Health experts warn against takeaways becoming 'workplace appropriate' (2024)

Health experts have warned against takeaways becoming 'workplace appropriate' after KFC revealed its £5 offer and Domino's unveiled its tempting £4 meal deal.

Office workers scrambling for a quick lunch on the high street may have to fork out up to £10 on sandwiches and snacks at popular coffee shops thanks to inflation.

But fast food chains have stormed the lunch scene by offering meals with price tags that are usually much cheaper than from supermarkets on the high street.

In March, KFC introduced a new lunch deal for just £5.49, offering a fried chicken wrap or fillet burger, crisps or a cookie, and a water or regular drink, available from Monday to Friday until 3pm.

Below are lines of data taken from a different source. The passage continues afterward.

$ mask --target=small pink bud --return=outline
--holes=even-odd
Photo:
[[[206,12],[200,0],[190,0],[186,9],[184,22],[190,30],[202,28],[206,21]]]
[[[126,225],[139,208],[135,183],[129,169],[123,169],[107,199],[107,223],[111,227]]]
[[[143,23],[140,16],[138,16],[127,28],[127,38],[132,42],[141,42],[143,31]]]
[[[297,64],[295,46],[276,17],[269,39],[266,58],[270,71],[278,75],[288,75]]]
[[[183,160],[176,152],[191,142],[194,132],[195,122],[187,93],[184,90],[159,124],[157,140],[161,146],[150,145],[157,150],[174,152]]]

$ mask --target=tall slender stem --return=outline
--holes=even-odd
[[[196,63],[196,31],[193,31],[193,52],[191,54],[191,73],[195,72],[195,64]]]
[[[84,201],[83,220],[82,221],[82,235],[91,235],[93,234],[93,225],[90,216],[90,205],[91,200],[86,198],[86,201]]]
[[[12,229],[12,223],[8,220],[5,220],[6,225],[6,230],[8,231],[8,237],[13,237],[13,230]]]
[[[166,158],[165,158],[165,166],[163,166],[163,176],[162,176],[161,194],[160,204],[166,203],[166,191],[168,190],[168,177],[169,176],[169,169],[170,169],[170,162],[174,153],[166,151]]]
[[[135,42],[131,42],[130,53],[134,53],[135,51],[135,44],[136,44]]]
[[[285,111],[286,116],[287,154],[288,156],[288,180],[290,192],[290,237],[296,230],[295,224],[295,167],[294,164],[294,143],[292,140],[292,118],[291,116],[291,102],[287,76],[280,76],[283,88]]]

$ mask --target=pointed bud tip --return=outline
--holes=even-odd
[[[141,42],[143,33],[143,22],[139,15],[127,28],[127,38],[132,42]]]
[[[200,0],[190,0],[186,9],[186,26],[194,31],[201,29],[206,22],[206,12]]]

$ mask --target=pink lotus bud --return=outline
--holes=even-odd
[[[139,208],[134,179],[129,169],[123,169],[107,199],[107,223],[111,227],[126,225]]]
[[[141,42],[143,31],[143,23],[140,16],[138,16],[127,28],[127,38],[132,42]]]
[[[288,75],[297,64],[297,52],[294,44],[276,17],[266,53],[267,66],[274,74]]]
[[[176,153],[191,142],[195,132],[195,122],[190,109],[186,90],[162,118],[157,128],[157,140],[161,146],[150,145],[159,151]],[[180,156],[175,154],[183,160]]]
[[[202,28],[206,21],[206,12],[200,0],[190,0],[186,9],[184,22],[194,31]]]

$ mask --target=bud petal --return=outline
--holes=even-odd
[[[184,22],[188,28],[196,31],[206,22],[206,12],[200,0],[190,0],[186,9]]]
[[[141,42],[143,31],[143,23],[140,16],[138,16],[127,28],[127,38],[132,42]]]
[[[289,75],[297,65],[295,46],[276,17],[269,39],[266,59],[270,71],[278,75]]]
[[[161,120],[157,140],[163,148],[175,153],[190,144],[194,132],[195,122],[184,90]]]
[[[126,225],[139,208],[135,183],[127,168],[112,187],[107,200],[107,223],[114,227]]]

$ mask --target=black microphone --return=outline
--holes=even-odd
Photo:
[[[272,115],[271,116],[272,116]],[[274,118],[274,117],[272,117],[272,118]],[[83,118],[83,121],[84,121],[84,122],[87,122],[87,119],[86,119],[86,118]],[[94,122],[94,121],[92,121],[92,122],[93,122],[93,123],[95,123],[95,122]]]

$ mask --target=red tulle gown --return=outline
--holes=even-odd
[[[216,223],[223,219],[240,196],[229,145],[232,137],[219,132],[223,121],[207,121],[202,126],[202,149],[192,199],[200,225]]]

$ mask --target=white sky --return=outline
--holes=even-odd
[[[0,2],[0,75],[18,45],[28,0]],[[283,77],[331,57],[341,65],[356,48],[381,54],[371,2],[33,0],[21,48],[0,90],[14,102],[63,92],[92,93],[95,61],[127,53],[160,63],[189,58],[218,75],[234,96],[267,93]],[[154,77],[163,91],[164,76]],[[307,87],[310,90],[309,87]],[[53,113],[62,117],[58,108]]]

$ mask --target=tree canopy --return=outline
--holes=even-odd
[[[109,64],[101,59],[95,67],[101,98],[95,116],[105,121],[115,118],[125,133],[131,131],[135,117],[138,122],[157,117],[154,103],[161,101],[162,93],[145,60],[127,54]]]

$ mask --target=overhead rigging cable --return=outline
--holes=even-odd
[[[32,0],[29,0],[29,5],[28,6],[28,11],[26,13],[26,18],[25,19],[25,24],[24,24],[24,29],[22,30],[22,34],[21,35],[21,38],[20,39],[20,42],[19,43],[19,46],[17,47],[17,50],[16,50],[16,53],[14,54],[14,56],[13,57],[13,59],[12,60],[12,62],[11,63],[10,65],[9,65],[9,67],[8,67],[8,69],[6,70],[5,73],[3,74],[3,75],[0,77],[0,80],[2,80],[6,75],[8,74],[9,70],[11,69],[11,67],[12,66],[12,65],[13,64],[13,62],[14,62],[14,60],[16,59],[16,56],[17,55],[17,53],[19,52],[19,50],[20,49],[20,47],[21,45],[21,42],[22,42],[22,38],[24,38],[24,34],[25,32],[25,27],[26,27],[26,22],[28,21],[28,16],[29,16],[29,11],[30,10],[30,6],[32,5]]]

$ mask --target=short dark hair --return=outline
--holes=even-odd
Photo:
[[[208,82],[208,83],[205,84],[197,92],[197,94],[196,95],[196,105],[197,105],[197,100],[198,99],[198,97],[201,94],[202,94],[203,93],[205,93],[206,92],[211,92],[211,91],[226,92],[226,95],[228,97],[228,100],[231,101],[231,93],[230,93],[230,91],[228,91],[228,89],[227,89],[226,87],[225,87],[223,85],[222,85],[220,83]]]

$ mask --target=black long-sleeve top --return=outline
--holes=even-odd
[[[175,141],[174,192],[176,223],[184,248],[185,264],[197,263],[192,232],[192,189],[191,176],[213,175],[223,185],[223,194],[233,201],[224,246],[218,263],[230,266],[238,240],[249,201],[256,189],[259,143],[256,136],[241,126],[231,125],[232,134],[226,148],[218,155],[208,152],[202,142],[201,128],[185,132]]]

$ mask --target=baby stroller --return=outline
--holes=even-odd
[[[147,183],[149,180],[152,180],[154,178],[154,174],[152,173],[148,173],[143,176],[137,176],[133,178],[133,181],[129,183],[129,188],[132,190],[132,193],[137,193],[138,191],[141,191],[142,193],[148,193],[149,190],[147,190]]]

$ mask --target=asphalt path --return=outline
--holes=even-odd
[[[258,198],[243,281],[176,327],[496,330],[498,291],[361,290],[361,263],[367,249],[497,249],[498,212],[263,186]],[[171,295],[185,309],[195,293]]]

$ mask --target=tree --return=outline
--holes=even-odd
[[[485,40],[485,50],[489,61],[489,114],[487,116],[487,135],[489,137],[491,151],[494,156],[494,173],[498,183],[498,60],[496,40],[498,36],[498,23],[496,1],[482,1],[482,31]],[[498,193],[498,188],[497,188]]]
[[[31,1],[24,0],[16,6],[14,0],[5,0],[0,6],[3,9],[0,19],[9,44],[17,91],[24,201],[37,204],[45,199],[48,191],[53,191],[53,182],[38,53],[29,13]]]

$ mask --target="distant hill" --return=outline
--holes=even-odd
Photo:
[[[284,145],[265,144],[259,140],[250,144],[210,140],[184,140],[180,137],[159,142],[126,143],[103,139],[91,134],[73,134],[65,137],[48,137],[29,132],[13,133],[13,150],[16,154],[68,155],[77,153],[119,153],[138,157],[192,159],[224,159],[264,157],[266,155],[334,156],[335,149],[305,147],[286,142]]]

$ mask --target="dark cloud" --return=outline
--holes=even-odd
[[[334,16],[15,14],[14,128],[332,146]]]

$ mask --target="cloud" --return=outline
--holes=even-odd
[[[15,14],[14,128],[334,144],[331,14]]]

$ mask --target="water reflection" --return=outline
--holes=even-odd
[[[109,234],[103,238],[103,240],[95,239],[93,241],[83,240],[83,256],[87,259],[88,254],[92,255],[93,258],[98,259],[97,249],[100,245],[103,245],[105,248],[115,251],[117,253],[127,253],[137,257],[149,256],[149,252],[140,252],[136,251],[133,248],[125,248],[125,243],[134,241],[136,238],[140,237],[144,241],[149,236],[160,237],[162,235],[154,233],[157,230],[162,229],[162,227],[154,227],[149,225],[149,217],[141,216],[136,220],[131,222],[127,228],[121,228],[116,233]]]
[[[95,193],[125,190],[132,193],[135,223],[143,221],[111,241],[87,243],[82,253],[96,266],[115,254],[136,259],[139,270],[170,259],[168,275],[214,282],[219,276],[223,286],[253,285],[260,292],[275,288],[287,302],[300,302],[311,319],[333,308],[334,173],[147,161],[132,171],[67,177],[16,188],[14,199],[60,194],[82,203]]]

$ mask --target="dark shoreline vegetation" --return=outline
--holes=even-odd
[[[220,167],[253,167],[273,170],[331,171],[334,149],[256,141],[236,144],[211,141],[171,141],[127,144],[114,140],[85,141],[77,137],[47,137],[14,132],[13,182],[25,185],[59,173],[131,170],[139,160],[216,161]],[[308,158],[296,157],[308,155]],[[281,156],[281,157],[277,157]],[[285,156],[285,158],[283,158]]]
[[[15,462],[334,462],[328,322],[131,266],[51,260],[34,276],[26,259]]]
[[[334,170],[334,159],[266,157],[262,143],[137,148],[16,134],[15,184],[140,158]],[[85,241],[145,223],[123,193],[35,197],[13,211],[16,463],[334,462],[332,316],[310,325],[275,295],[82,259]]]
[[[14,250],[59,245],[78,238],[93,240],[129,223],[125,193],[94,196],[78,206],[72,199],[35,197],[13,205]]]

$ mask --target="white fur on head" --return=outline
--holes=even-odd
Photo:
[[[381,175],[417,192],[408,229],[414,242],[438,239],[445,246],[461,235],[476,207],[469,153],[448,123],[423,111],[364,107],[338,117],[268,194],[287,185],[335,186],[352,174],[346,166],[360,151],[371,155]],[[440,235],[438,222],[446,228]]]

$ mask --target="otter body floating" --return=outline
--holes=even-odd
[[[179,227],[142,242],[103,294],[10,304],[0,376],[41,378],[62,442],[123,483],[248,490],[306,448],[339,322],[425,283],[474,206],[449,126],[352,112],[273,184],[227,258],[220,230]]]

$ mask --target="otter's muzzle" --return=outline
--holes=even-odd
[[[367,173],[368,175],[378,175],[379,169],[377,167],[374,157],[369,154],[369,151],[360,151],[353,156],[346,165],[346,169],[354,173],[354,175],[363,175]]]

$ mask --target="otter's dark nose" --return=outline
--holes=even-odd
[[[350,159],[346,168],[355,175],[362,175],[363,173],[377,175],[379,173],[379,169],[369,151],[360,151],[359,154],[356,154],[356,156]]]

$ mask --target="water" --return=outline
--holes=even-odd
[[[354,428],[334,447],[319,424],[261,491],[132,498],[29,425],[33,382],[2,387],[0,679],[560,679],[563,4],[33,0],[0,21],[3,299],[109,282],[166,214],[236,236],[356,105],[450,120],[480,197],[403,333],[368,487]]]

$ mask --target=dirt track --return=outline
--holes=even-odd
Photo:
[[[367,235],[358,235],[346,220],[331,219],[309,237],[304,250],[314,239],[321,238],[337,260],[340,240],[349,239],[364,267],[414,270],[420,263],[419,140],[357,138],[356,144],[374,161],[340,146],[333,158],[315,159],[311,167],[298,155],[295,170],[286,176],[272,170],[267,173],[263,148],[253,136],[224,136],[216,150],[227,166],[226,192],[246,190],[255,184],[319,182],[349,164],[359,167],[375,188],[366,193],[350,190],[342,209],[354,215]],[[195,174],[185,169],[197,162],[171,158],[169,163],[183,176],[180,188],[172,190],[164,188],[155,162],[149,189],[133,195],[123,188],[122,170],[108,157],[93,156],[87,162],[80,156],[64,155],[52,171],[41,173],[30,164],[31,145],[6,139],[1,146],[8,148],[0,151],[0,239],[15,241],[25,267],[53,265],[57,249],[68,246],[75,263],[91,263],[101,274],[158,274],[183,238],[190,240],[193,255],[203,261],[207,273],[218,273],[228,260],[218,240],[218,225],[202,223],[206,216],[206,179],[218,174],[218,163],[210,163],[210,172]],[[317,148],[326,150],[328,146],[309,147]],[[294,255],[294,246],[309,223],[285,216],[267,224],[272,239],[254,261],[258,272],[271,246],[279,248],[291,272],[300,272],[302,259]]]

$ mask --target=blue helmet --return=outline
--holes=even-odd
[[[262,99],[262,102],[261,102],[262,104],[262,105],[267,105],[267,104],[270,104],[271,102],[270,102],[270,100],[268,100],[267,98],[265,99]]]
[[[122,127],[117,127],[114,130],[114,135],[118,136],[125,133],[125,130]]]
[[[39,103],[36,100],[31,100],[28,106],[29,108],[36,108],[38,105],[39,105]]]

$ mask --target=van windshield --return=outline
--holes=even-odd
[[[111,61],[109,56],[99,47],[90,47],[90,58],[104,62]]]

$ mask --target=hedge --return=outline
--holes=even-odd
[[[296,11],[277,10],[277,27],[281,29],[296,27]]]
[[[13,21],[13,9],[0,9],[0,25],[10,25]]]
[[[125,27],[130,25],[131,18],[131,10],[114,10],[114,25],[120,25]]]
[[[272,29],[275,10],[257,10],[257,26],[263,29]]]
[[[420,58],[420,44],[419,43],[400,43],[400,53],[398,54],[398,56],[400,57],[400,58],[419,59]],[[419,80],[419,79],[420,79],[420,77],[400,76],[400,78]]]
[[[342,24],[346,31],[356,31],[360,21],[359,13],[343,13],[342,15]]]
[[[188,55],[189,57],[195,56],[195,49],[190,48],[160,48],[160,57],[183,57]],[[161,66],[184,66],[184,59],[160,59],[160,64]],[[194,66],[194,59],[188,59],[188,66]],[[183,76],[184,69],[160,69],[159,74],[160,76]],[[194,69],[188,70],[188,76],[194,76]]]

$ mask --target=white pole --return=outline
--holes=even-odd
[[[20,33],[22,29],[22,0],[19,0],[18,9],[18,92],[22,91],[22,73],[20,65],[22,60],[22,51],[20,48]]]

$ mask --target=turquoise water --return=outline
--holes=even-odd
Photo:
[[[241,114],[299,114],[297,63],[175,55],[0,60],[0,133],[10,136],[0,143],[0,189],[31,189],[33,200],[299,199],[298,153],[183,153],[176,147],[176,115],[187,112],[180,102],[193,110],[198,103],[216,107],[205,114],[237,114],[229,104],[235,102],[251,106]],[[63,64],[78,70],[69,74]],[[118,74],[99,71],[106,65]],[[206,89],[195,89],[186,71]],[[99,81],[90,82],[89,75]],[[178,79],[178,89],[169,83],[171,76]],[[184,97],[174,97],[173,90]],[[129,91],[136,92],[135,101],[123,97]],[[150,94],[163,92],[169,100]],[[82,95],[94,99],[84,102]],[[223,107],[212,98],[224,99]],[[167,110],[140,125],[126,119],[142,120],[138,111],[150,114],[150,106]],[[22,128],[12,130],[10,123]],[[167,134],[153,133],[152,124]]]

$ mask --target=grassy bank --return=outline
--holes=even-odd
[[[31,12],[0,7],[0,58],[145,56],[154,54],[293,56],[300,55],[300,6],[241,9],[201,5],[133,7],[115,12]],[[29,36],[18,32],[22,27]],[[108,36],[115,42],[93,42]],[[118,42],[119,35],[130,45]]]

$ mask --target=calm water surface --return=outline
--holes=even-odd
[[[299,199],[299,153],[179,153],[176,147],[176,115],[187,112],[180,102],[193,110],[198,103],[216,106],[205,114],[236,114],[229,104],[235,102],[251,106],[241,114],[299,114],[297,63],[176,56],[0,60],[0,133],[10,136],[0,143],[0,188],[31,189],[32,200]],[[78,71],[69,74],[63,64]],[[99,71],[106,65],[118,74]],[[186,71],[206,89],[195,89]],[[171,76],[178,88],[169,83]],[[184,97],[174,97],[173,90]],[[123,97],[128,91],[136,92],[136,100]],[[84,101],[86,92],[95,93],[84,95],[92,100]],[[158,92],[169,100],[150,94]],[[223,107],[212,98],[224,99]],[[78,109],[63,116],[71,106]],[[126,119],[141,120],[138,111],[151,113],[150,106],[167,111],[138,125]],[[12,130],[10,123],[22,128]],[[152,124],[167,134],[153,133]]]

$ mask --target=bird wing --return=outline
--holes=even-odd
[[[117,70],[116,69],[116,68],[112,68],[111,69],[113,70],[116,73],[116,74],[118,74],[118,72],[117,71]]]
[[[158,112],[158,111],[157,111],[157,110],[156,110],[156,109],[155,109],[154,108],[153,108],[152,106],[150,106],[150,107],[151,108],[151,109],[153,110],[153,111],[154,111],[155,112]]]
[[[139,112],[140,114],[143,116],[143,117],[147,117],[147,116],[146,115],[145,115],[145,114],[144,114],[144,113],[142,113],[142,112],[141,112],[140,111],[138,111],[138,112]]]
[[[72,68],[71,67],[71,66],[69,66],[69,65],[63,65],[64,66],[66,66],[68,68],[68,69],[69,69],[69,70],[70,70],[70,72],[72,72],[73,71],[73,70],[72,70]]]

'KFC is now workplace appropriate, for when finger lickin' is not,' the chain said in its promotional material.

Last month, Domino's also made the move, offering an irresistible £4 lunch deal.

Health experts have voiced their concerns over takeaway meal deals becoming 'work appropriate' following the lunch deal launches from KFC and Domino's

Domino's - Main: 7" Pizza or Hot & Cheesy Wrap - Side: Chicken Kickers, Chicken Strippers, Classic Chicken Wings, Crispy Golden Fries, or two Domino's Cookies. Price: £4

The pizza chain offers a 7in pizza or Hot & Cheesy Wrap with a side of withChicken Kickers, Chicken Strippers, Classic Chicken Wings, Crispy Golden Fries, or two Domino's Cookies, for less than the price of a coffee.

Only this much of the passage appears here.